Friday, July 07, 2006

Sometimes my job sucks...

I know, this is not an original thought or idea, but today it's very true.

As the Technical Facilities Manager for a computer training company, one of my responsibilities is to ensure the classrooms are ready for the next teaching session. In this case, I needed to setup my large classroom for a room rental next week. The event is being sponsored by another company (a training partner), so they have a computer image (a "picture" of sorts of a computer hard drive) I need to install on the computers for the class. Being over 7GB in size, it takes one day to download from their screaming fast (read dripping with sarcasm) FTP site. The next morning, I try to install the image no less than 4 times, each time producing an error. So I call the company and they overnight me 2 DVDs containing a "fixed" image... fixed. Yeah right.

For you readers who aren't into the technical stuff, you might want to skip over the next part. However, since this did take the better part of ALL DAY, I thought it was worth spelling out.
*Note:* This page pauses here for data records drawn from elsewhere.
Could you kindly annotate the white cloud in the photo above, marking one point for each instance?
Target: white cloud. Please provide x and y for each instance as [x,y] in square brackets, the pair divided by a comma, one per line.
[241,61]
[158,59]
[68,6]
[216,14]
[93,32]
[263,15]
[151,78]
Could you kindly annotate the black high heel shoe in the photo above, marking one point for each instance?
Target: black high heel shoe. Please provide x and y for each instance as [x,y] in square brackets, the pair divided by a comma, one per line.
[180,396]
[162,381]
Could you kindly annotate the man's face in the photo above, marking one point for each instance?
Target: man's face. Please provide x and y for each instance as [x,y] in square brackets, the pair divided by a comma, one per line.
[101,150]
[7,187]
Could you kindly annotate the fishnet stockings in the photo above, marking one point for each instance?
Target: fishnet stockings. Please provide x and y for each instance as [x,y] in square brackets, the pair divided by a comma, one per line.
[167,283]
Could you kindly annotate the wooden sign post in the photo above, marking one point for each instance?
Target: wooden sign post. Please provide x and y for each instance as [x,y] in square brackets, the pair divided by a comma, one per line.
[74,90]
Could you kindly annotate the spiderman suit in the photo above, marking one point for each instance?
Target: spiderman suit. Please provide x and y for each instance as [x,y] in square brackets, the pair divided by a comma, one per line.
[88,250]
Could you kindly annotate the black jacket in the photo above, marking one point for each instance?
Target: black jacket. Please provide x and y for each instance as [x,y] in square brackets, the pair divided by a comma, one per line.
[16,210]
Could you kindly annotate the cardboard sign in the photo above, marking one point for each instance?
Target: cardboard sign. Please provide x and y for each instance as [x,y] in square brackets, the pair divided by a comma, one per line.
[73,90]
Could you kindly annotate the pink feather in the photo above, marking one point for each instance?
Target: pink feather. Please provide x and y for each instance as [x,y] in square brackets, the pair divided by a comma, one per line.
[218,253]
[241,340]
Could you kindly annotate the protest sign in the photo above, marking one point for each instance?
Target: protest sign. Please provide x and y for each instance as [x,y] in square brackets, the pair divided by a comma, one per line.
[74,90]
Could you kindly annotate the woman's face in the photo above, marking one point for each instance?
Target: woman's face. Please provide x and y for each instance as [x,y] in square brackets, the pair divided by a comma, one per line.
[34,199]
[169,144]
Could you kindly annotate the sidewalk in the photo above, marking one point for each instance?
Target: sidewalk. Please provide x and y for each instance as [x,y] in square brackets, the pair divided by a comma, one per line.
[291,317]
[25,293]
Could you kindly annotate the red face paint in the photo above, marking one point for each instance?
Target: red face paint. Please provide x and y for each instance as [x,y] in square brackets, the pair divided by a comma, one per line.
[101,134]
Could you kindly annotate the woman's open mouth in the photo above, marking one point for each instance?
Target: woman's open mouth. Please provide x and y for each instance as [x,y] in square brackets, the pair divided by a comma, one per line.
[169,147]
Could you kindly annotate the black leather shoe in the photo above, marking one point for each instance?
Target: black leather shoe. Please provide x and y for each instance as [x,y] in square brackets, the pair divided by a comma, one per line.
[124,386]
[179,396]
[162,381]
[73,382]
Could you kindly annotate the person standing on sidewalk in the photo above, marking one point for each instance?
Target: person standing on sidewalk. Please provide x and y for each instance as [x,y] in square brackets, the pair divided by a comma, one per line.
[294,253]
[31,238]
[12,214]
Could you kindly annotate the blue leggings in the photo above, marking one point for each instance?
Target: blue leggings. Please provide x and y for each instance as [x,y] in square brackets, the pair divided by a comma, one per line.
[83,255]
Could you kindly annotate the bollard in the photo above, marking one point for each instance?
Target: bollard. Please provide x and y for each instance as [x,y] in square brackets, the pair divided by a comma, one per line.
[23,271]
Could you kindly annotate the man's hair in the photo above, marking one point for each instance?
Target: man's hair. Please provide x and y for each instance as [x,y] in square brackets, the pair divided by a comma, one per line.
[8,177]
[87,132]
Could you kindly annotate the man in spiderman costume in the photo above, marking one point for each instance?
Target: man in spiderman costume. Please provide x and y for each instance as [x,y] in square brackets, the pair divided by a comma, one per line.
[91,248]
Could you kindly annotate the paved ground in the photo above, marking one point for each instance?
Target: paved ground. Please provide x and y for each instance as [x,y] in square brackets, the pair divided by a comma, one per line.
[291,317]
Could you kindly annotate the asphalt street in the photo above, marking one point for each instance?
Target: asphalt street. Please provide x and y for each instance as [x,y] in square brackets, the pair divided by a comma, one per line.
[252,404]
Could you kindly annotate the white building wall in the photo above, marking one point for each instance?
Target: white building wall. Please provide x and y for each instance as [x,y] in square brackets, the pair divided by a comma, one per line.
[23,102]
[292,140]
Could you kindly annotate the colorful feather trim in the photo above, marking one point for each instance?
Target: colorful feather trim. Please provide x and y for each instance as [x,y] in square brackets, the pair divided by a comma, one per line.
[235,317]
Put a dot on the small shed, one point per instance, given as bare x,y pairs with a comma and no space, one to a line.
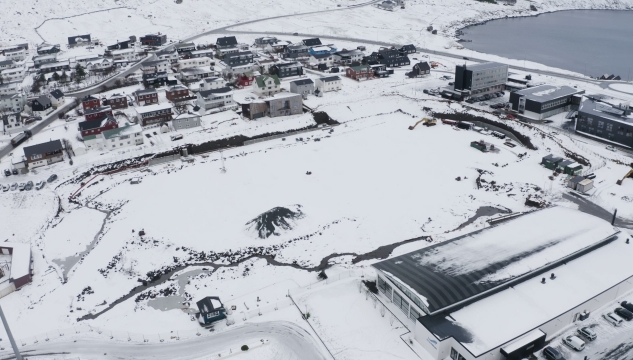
585,185
211,310
550,161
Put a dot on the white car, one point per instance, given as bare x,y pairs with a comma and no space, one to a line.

In order to get one of my computers to accept the Ghost© image, I had to:

  1. Remove the Ghost Client partition.
  2. Boot with a Ghost boot disk.
  3. Push the image onto the machine.
  4. Reboot.
Upon reboot, the generic image had no USB drivers, so I couldn't login (mouse and keyboard). So I had to --
  1. Reboot using a Windows 2000 Server boot disc and perform a "repair" in order to get the basic drivers working.
  2. Disable all the Symantec services since I was unable to uninstall it without the disc.
  3. Install the actual Video, NIC, and Audio drivers for this machine.
  4. Repair the installation of MS Office.
  5. Install Windows 2000 SP4.
  6. Install IE 6.1 with the latest service pack.
  7. Reboot using a Ghost boot disk.
  8. Make a new image from the machine.
  9. Using Ghost, multicast it out to the rest of the machines in the classroom.
  10. Go home, die, then go to the theater to play drums (only 3 performances of Godspell left!).
As of this writing (3:45pm PDT), the image is 67% complete (uploading to the server) . If this is my last blog entry ever, you know I committed seppuku.